Frozen Stiff Page 4
What had it been like?
Truthfully, it had felt like she, Chase Edith Adams, 32 years old, had become Yolanda Strand, 22 years old.
Like she had been her.
It had also felt like the first time she injected heroin. It had been an out of body experience, it had been disorienting, and it had made her feel sick when she finally came down.
But, of course, this latter part wasn’t something she could share with Martinez.
She looked across the table at the man, who sat, beer poised but not quite touching his lips.
He wanted an answer, so Chase gave him one.
“It was like reading a book,” was the best she could come up with—the most benign analogy her tired brain could generate. “Reading a really good book.”
It was obtuse, but Martinez seemed to accept her answer, and finally took a sip of his beer.
“Not hungry?” he asked after swallowing. His dark eyes flicked to the plate of food that lay in front of her.
Chase had ordered a club sandwich on brown bread—trying to be healthy after the greasy mess of a burger she had devoured at lunch—and a green salad, but the wilted lettuce leaves, which appeared to have been scraped from a picky patron’s burger, made her stomach churn.

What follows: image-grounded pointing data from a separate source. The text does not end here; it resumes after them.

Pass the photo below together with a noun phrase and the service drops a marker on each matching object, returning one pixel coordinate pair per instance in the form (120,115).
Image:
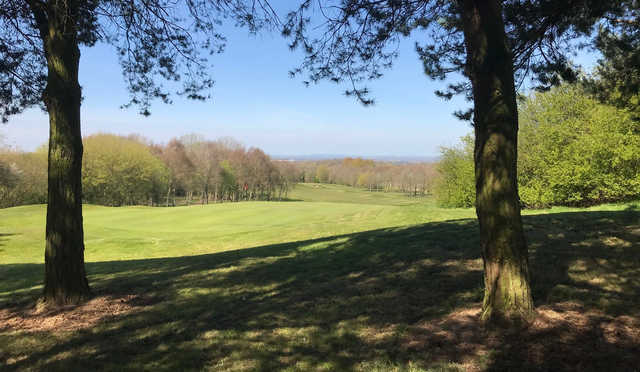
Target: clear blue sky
(255,102)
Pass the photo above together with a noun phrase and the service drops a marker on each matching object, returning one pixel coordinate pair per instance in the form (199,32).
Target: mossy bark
(490,67)
(65,277)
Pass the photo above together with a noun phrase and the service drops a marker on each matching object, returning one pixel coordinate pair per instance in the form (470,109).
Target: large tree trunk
(65,277)
(507,293)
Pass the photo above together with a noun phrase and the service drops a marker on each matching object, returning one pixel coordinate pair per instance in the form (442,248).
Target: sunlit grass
(321,285)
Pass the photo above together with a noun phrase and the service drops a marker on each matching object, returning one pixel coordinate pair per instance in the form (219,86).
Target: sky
(256,102)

She still hadn’t completely recovered from her… vision.
“Just tired,” she said. “It’s been a long day.”
Martinez nodded, jammed some fries into his mouth and chased them with another sip of beer.
“I hear you.”
Except Martinez didn’t look tired in the least.
“How about you?”
He shrugged.
“I’m alright. Arrived four days ago. More than enough time to acclimate.”
Chase raised an eyebrow. Four days ago was before the murders had been committed. Martinez must have recognized something on her face, as he said, “Was here on other business. Me and the Chief have… history.”

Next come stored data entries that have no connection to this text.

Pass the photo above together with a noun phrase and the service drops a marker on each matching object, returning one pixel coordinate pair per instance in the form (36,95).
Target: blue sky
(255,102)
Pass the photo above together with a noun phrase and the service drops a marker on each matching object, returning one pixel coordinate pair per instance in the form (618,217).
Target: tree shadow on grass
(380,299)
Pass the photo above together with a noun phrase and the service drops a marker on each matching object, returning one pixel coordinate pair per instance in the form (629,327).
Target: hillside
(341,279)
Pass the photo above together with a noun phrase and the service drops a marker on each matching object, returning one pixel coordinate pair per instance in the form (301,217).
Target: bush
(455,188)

The way he said the word history made it clear that he wasn’t keen on discussing it further.
Which was fine by Chase; everyone had their secrets, including her, and save sitting around in a circle with incense burning and singing Kumbaya, she intended on keeping it this way.

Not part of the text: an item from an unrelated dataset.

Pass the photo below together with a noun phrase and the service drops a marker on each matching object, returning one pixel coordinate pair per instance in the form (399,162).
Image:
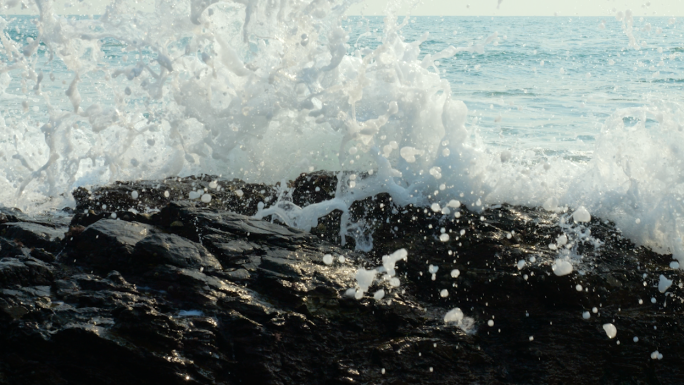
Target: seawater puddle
(529,111)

“Listen, I got you set up at a Motel not ten minutes from here. It’s nothing special—” Martinez laughed, “—but it should do the trick. I’ve got a room just a few doors down.”
He produced a key with a ridiculously large dongle that had the number 17 engraved on one side.
Chase took it from his hand.
“Thanks,” she said, to which Martinez nodded.
“Just let me finish up here, and then we’ll get going. Tired or not, I need to sleep. It’s going to be a long day tomorrow.”
CHAPTER 9
‘Nothing special’ turned out to be one of the most ridiculous understatements that Chase had ever heard.
Girdwood Motel looked on the verge of being condemned. Chase’s experience on her flight had dissolved any illusions of private jets and champagne, but this? This was too much.
Or too little, as it were.
“Does the trick,” Martinez said as he pulled the rental into the empty lot. There was a hint of defensiveness in the man’s voice, something that suggested that he had stayed here before.
Why that would be the case, Chase had absolutely no clue.
“Hey, what’s with the kid, Floyd?” she asked before they exited the vehicle.
Martinez turned off the car and turned to face her.
“What do you mean?”
Chase shrugged. She wasn’t exactly sure what she meant, anymore than she knew what had happened to her in the morgue. Still, she felt compelled to open a dialog about the man.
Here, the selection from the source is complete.